In June 2020, the Accreditation Council for Graduate Medical Education (ACGME) approved complex family planning (CFP) as a new subspecialty of obstetrics and gynecology (Ob/Gyn). Training in CFP requires a 2-year fellowship after the completion of a 4-year Ob/Gyn residency.1 The application requesting recognition of new subspecialty states that unaccredited fellowships in CFP have existed since 1991 and defines the purpose of the new field as improving research into contraceptive technology and pregnancy termination.2 It further distinguishes between CFP and the existing subspecialty of reproductive endocrinology and infertility (REI), explaining that REI has “become focused on assisted reproductive technologies such as in vitro fertilization.” In essence, REI is about helping women to become pregnant and CFP is about helping them to prevent it. It is likely that this is news to many of our readers; in this issue, Shih and colleagues report that only 8% of family medicine department chairs were aware that this was being considered when surveyed in the fall of 2019.3
Apparently, there were few objections from family medicine organizations during the ACGME’s required public comment period. The number of CFP fellowships is likely to remain small, and newly minted subspecialists in this field are unlikely to impact most American communities. The application for approval of the field stated that only 26 fellowship positions existed in 27 programs in the entire country in 2018.2 An increased focus on contraceptive research might be beneficial at a time when maternal-child mortality is increasing in our country. In addition, research into pregnancy termination might make abortion services safer and more available to women in America, outcomes considered desirable by many. Shih and colleagues suggest that the new field could lead to restrictions on the scope of practice for family physicians, but the numbers suggest this is unlikely. So, one might reasonably question why this would matter to family physicians or family medicine educators.

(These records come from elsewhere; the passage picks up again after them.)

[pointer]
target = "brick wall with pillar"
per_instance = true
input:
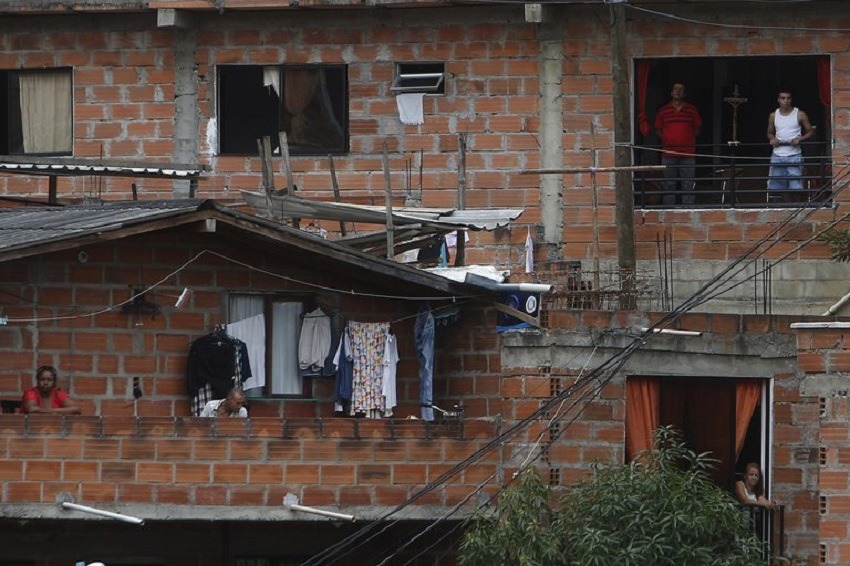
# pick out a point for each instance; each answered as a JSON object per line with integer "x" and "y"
{"x": 824, "y": 352}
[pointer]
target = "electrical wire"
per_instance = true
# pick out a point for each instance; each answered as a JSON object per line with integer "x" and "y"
{"x": 733, "y": 26}
{"x": 655, "y": 149}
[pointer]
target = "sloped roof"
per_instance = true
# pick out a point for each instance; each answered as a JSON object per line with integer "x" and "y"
{"x": 28, "y": 232}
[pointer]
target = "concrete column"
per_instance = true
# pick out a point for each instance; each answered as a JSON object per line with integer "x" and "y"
{"x": 551, "y": 129}
{"x": 186, "y": 104}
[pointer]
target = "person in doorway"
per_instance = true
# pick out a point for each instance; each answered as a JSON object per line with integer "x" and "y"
{"x": 678, "y": 124}
{"x": 231, "y": 406}
{"x": 750, "y": 490}
{"x": 787, "y": 127}
{"x": 45, "y": 397}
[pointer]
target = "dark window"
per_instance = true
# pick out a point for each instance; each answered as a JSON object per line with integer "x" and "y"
{"x": 37, "y": 117}
{"x": 419, "y": 77}
{"x": 308, "y": 102}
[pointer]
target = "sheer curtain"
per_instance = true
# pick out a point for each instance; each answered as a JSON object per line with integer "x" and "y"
{"x": 240, "y": 308}
{"x": 45, "y": 99}
{"x": 286, "y": 326}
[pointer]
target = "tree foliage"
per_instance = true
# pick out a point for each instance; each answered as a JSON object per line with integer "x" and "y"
{"x": 839, "y": 243}
{"x": 662, "y": 509}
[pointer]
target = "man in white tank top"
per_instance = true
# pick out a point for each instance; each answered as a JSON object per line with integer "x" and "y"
{"x": 787, "y": 126}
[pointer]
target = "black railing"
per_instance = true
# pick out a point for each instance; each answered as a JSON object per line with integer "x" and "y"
{"x": 769, "y": 526}
{"x": 731, "y": 176}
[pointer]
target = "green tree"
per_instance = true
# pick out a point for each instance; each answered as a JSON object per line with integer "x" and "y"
{"x": 661, "y": 509}
{"x": 839, "y": 243}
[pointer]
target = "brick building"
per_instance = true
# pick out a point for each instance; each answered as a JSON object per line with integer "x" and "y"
{"x": 192, "y": 82}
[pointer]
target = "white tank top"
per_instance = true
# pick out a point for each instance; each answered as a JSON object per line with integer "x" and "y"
{"x": 787, "y": 128}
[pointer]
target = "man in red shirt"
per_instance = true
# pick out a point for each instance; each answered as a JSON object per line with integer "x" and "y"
{"x": 678, "y": 124}
{"x": 45, "y": 397}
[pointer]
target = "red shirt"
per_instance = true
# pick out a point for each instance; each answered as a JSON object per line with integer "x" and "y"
{"x": 678, "y": 127}
{"x": 57, "y": 397}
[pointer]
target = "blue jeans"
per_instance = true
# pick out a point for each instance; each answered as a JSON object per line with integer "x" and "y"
{"x": 680, "y": 172}
{"x": 782, "y": 169}
{"x": 424, "y": 331}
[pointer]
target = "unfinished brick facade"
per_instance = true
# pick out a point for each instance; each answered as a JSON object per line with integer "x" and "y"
{"x": 143, "y": 92}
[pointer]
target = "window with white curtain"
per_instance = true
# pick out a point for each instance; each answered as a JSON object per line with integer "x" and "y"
{"x": 38, "y": 117}
{"x": 283, "y": 318}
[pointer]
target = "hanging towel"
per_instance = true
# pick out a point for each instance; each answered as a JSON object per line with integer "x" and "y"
{"x": 410, "y": 108}
{"x": 252, "y": 331}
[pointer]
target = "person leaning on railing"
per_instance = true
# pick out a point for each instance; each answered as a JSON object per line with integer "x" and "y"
{"x": 750, "y": 490}
{"x": 45, "y": 397}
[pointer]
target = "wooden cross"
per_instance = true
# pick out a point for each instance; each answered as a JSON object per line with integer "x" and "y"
{"x": 735, "y": 100}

One reason to care about this is that it so clearly demonstrates how narrowly focused medical education has become. The ACGME-approved program requirements for CFP fellowships mandate that fellows understand “anatomy, reproductive physiology and endocrinology, and pathophysiology as they relate to contraception, pregnancy location, and uterine evacuation.”1 But there is no requirement for training in mental health assessment, family systems, or counseling for couples. Fellows should “complete a two-week block rotation in a low-resource family planning setting,”1 but there is no requirement for assessing social determinants of health in such communities. Ob/Gyn has always focused on just one organ system. Now even that limitation does not seem narrow enough.

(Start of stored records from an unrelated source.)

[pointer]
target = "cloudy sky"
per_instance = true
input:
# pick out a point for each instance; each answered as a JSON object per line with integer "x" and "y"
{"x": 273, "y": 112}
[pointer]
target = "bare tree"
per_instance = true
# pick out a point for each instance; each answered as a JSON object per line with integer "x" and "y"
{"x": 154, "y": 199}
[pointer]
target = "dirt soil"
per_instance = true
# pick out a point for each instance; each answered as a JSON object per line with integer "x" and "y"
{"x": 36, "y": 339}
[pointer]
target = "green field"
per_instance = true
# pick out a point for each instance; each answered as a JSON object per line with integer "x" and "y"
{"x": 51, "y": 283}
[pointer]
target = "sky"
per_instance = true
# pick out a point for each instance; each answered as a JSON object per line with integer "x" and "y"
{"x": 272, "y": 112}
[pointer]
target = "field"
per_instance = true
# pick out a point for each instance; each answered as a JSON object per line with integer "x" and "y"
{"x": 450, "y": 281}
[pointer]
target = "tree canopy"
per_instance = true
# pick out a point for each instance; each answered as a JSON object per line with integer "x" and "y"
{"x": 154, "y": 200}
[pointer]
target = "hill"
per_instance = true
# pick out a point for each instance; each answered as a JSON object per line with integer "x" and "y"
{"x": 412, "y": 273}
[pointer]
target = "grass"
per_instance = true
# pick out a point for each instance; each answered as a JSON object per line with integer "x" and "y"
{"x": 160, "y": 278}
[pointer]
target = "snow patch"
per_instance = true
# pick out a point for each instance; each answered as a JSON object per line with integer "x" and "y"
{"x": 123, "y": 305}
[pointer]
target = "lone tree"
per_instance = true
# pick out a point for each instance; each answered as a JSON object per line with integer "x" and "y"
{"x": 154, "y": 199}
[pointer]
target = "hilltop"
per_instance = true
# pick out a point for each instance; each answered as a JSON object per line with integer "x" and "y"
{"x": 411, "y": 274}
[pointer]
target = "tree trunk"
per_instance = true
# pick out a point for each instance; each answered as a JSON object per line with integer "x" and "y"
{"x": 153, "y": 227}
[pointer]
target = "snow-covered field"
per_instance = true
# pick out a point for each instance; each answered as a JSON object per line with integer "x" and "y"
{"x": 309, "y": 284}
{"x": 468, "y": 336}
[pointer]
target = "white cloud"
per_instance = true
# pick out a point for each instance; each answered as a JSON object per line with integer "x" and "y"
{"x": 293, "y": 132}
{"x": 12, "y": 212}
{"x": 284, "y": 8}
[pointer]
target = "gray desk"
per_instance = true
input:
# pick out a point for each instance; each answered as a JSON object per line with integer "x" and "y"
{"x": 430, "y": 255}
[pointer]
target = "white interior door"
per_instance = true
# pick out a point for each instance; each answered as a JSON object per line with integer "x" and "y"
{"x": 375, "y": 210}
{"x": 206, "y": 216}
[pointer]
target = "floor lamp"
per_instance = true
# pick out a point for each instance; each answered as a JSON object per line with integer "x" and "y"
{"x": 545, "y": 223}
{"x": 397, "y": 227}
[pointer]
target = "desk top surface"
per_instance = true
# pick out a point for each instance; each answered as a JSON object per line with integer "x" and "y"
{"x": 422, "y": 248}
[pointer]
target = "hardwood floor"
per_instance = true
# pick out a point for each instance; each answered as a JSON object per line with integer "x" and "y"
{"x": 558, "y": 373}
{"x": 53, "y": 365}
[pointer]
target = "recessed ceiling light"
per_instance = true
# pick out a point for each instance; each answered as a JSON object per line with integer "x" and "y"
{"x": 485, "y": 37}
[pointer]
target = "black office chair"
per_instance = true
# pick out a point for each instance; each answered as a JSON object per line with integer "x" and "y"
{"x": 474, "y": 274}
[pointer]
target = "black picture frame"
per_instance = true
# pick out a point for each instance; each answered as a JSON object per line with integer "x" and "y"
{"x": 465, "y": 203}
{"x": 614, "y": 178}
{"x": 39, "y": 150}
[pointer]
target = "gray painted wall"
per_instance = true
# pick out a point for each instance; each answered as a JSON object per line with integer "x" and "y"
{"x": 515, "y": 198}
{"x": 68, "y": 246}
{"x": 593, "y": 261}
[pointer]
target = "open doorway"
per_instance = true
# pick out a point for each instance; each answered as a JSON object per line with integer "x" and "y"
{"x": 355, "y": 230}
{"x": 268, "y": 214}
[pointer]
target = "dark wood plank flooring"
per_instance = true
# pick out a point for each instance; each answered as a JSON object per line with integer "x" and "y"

The point of all this is not to criticize our Ob/Gyn colleagues because overspecialization is endemic in American medicine, and our own specialty is not immune. For over 5 decades, our medical education system has trained individual physicians to provide increasingly narrow services and we have now reached a point where a dwindling number of us can actually provide generalized care even within our own specialty fields. Will a newly minted subspecialist in CFP still deliver babies and share call with general obstetrician-gynecologists? Experience with other disciplines suggests that they will not. Thus, creating this new field will not obviate the shortage of physicians providing maternity care to underserved populations where maternal child health disparities are the most severe. Maternity care is essential for community health, but fewer family physicians and fewer obstetricians are providing this service in practice, and American communities are feeling the impact. The increase in maternal-child mortality is not due to insufficient contraceptive research. It is increasing because there are more people living in poverty and because basic services have become less available, even as the total number of physicians increases.4
Generalism has been in decline in American medicine for a generation, even though our specialty was created to restore it. First a problem in surgery and internal medicine, the trend now infests every medical specialty. Within family medicine, we originally envisioned that those with certificates of added qualification in sports medicine and geriatrics would maintain a comprehensive practice including all of family medicine. Has this turned out to be the case? And now we debate whether rural practice should be a fellowship because we can no longer reliably train every residency graduate to competently practice in communities where broad generalist skills are essential. In his famous paper “Family Medicine as Counterculture,” Gayle Stephens wrote:
My hope is that we can find leaders who are willing to rethink the priorities of medical education on the basis of the medical needs of the public rather than on the basis of preserving the professional self-interest of organized medicine. We have told ourselves and the public that we are committed to excellence in medicine. I hope we can take an honest look at what that really means. Surely it means more than technical competence and, at the very least, it means providing enough physicians who are willing to serve all people for the majority of their medical needs in settings that are as close to the people as possible.5
The approval of a new subspecialty in CFP is, in itself, not a big deal. But every physician who abandons the general practice of their specialty is a physician who moves farther from the demands of community service. To be worth the investment of time and money, more training should prepare people to do more, not less. Why in the world should it take 6 years of postgraduate training to produce a physician to provide complex family planning? If the ACGME really thinks this is necessary, how can we reasonably argue that a family physician can learn to deliver comprehensive care to all family members in just 3 years? The founders of our discipline hoped that family physicians would be champions of generalism in our profession. They dreamed we would restore sanity to American medicine and not simply take up residence in the asylum with the other specialties. Teaching physicians to care for fewer and fewer problems is silly when it comes to population health. It is our job to say so, and to manage our own specialty accordingly.